# Pneumonia X-Ray Image Classification: Splitting Image Files

This notebook is for spliting the image data into train, validation, and test folders. Please see the following for the other notebooks:
* [EDA Notebook](01_Pneumonia_Classifier_EDA.ipynb)
* [Binary Modeling Notebook](03_Binary_Modeling.ipynb)
* [Model Visualization](04_Model_Visualizations.ipynb)
* [Binary Transfer Learning Model](05_Binary_Transfer_Learning.ipynb)
* [Multiclass Modeling](06_Multiclass_Modeling.ipynb)

## Import

In [1]:
import pandas as pd
import os, shutil, random

## Splitting Pneumonia vs Normal Images

In [2]:
imgs_pneu = [file for file in os.listdir('data/PNEUMONIA') if file.endswith('.jpeg')]
imgs_non_pneu = [file for file in os.listdir('data/NORMAL') if file.endswith('.jpeg')]

In [5]:
print('There are', len(imgs_pneu), 'pneumonia positive images')
print('There are', len(imgs_non_pneu), 'pneumonia negative images')

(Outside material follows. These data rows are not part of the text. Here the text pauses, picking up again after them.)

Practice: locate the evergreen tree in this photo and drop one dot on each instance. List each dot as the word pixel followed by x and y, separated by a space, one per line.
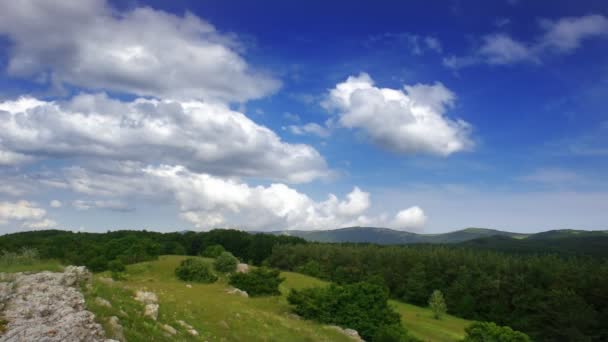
pixel 437 304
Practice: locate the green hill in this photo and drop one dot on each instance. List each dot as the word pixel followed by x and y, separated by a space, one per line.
pixel 385 236
pixel 219 316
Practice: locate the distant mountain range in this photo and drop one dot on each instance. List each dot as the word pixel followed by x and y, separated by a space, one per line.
pixel 385 236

There are 4273 pneumonia positive images
There are 1583 pneumonia negative images


In [6]:
print('Proportion of images that are COVID-19 Positve Images:', round(len(imgs_pneu)/(len(imgs_pneu)+len(imgs_non_pneu)),2))
print('Proportion of images that are COVID-19 Negative Images:', round(len(imgs_non_pneu)/(len(imgs_pneu)+len(imgs_non_pneu)),2))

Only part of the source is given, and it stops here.